Writing in The Standard, Peter Kimani, author of Dance of the Jacaranda, calls Kenda Muiyiru “ground-breaking on several fronts,” both as an epic, “a genre that he is least known for,” and as “an affirmation of his decades-long commitment of writing in an African language.” While the revered author has been writing fiction primarily in his native Gikuyu for decades, since 1980’s Caitaani Mutharaba-Ini (Devil on the Cross), he has stated that his nonfiction and academic work would continue to be written first in English.

Kimani calls the 136-page novel, Ngugi’s shortest so far, his most feminist yet, writing that it “proudly joins the hallowed space of world epics, such as Sundiata: An Epic of Old Mali and epics of ancient India such as Ramayana and Mahabharata.” Aesthetically, “it is possibly his most sophisticated. Every line encapsulates sage philosophy, rendered with lyrical tenderness.”

In December, Ngugi: Reflections on His Life of Writing, edited by Simon Gikandi and Ndirangu Wachanga to celebrate his 80 years of age, was released by the British publisher Boydell & Brewer.
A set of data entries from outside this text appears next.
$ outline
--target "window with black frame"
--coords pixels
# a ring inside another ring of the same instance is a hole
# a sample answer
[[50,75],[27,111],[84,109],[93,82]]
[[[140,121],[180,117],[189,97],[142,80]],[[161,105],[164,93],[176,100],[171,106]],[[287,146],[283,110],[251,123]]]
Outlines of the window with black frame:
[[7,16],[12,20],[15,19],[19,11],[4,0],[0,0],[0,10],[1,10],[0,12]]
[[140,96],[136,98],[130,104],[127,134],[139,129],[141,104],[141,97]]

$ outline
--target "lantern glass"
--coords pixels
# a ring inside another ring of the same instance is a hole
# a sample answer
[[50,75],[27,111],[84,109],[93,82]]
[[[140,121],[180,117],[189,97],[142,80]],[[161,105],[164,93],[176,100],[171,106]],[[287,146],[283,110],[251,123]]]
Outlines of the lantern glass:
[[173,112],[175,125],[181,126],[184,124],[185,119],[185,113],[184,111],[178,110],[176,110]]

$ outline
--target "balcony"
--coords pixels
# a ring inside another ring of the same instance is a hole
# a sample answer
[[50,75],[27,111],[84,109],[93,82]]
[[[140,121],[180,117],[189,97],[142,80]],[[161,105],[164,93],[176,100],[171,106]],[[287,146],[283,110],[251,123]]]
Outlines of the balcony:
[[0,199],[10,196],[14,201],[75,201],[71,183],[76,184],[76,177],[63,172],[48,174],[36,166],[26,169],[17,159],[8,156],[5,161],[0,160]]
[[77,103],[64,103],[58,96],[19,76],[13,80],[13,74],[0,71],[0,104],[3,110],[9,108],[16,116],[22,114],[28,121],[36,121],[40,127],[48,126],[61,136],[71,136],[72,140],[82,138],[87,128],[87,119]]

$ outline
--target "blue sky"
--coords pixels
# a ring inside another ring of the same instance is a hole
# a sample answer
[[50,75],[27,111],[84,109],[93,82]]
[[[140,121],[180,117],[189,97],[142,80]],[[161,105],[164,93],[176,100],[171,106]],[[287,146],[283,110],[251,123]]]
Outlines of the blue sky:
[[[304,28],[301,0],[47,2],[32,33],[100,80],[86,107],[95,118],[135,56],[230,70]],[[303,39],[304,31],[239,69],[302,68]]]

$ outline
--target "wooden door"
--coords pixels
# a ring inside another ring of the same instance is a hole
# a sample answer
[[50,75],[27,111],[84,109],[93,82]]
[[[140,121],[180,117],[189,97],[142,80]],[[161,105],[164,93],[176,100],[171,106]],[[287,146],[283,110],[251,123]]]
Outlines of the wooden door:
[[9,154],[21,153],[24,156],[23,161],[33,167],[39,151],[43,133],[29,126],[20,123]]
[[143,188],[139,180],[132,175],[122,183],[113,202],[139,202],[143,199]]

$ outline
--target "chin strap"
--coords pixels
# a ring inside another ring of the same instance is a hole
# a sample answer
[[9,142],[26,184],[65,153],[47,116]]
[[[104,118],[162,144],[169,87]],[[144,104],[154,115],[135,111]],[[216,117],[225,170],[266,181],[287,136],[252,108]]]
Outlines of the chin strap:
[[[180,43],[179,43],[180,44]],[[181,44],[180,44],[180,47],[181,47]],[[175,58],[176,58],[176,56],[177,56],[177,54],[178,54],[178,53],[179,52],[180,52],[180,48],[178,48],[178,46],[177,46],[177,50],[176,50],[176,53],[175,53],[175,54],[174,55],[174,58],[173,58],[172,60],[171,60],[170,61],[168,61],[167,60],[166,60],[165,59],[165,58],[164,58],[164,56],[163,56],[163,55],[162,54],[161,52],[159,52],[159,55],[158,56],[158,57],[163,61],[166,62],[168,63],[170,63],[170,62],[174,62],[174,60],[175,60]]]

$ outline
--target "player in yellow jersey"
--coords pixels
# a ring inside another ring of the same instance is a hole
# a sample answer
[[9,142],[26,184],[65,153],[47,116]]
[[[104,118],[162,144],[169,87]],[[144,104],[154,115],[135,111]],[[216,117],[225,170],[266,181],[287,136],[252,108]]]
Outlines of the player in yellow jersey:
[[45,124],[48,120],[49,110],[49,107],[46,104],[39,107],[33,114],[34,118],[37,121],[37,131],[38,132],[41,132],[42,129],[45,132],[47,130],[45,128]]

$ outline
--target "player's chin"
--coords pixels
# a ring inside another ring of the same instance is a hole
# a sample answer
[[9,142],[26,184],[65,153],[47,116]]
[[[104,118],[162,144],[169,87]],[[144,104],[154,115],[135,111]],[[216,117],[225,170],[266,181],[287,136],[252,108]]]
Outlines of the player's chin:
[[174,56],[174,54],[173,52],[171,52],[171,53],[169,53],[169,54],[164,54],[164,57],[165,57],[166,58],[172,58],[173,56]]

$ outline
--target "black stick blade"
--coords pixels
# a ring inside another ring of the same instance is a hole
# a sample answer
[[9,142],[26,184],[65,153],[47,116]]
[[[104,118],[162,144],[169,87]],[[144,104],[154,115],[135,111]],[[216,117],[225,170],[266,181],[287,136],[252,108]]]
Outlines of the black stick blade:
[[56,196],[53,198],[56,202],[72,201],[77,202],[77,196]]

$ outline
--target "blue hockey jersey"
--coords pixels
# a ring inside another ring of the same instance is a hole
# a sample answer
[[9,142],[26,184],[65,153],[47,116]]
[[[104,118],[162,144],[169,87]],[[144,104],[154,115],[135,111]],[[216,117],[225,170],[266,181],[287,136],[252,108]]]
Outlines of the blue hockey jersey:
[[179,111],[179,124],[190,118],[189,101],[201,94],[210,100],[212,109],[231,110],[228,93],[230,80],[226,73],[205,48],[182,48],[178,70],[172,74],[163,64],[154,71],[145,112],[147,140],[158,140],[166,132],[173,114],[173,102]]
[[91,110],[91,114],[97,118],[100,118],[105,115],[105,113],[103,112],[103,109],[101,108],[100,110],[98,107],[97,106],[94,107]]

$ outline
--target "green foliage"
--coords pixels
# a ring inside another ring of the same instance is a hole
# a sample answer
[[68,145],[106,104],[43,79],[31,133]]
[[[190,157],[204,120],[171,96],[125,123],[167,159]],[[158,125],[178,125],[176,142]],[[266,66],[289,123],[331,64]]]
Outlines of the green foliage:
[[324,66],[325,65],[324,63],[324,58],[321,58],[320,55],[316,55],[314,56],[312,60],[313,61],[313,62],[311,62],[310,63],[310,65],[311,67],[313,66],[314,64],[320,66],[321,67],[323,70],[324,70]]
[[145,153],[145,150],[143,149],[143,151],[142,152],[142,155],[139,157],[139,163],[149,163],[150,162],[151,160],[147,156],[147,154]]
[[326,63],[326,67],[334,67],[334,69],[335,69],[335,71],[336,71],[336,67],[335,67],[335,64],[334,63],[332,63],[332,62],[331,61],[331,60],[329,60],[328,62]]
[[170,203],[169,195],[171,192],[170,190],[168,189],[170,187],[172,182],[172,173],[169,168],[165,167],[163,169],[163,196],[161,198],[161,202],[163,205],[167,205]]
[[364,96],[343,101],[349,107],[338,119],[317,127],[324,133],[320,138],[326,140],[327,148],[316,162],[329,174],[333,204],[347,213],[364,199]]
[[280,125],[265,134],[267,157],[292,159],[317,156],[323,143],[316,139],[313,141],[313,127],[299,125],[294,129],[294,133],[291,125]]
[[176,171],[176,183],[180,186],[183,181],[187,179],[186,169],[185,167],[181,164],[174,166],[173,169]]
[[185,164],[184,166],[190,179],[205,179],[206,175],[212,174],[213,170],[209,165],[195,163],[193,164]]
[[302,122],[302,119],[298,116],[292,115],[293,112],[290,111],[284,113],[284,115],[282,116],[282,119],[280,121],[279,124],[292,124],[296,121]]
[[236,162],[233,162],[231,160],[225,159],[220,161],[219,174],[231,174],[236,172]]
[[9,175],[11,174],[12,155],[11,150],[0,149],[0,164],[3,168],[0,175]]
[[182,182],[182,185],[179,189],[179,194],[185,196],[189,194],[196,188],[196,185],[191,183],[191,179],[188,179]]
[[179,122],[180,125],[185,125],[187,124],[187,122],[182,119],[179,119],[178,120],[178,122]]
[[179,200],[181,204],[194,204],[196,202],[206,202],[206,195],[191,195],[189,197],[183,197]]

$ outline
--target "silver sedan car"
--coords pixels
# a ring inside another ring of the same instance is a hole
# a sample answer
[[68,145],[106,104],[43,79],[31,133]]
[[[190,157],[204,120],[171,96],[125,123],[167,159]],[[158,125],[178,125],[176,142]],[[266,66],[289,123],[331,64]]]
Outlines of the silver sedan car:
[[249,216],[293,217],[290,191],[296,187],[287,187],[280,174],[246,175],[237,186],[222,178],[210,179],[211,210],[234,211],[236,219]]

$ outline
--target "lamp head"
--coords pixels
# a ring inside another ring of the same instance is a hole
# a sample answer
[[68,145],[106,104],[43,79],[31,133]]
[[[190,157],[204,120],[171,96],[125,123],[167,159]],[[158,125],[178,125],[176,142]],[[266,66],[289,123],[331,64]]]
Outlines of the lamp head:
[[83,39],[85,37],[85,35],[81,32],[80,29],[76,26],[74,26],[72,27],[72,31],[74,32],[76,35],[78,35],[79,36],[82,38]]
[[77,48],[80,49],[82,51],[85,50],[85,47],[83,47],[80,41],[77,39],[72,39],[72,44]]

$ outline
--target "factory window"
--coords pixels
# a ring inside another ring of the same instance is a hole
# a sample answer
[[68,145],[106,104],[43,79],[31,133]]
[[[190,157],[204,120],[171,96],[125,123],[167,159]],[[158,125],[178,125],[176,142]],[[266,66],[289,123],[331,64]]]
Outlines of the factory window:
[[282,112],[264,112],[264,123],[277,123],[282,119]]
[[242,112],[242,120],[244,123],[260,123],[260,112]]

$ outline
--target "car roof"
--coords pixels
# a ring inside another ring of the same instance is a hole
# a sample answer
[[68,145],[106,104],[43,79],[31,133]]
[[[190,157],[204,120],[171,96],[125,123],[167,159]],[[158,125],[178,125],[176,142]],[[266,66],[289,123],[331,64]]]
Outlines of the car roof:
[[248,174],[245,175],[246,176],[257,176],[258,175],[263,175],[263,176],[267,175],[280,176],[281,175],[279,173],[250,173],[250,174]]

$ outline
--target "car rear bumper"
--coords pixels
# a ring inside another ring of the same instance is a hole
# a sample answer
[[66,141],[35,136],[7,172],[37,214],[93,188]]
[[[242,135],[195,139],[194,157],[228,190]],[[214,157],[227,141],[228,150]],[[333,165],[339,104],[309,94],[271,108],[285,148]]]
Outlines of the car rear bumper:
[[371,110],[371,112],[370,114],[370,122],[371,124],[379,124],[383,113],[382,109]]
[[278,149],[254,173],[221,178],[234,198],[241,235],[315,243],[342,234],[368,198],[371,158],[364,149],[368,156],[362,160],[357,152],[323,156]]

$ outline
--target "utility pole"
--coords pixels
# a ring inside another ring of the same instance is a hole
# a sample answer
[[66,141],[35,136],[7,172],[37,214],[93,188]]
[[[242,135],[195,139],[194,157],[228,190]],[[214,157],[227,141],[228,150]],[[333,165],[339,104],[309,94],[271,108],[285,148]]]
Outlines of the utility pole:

Our crosscheck of Ngugi’s titles on Wikipedia with those on his website shows 33 published books. His fiction oeuvre includes seven previous novels: Weep Not, Child, (1964), The River Between, (1965), A Grain of Wheat, (1967, 1992), Petals of Blood (1977), Caitaani Mutharaba-Ini (Devil on the Cross, 1980), Matigari ma Njiruungi (1986), Mũrogi wa Kagogo (Wizard of the Crow, 2006); and two short story collections: A Meeting in the Dark (1974) and Secret Lives, and Other Stories (1976).

He has published 13 collections of essays and polemic: Homecoming: Essays on African and Caribbean Literature, Culture, and Politics (1972), Writers in Politics: Essays (1981), Education for a National Culture (1981), Barrel of a Pen: Resistance to Repression in Neo-Colonial Kenya (1983), Decolonising the Mind: The Politics of Language in African Literature (1986), Mother, Sing For Me (1986), Writing against Neo-Colonialism (1986), Moving the Centre: The Struggle for Cultural Freedom (1993), Penpoints, Gunpoints and Dreams: The Performance of Literature and Power in Post-Colonial Africa (1998), Something Torn and New: An African Renaissance (2009), Globalectics: Theory and the Politics of Knowing (2012), In the Name of the Mother: Reflections on Writers and Empire (2013), and Secure the Base (2016).

He has released four memoirs: Detained: A Writer’s Prison Diary (1981), Dreams in a Time of War: a Childhood Memoir (2010), In the House of the Interpreter: A Memoir (2012), and Birth of a Dream Weaver: A Memoir of a Writer’s Awakening (2016).

He has further published four plays: The Black Hermit (1963), This Time Tomorrow (1970), The Trial of Dedan Kimathi (1976), and Ngaahika Ndeenda: Ithaako ria ngerekano (I Will Marry When I Want, 1977); and three children’s books: Njamba Nene and the Flying Bus (1986), Njamba Nene and the Cruel Chief (1988), and Njamba Nene’s Pistol (1990).

Brittle Paper congratulates and sends him birthday wishes.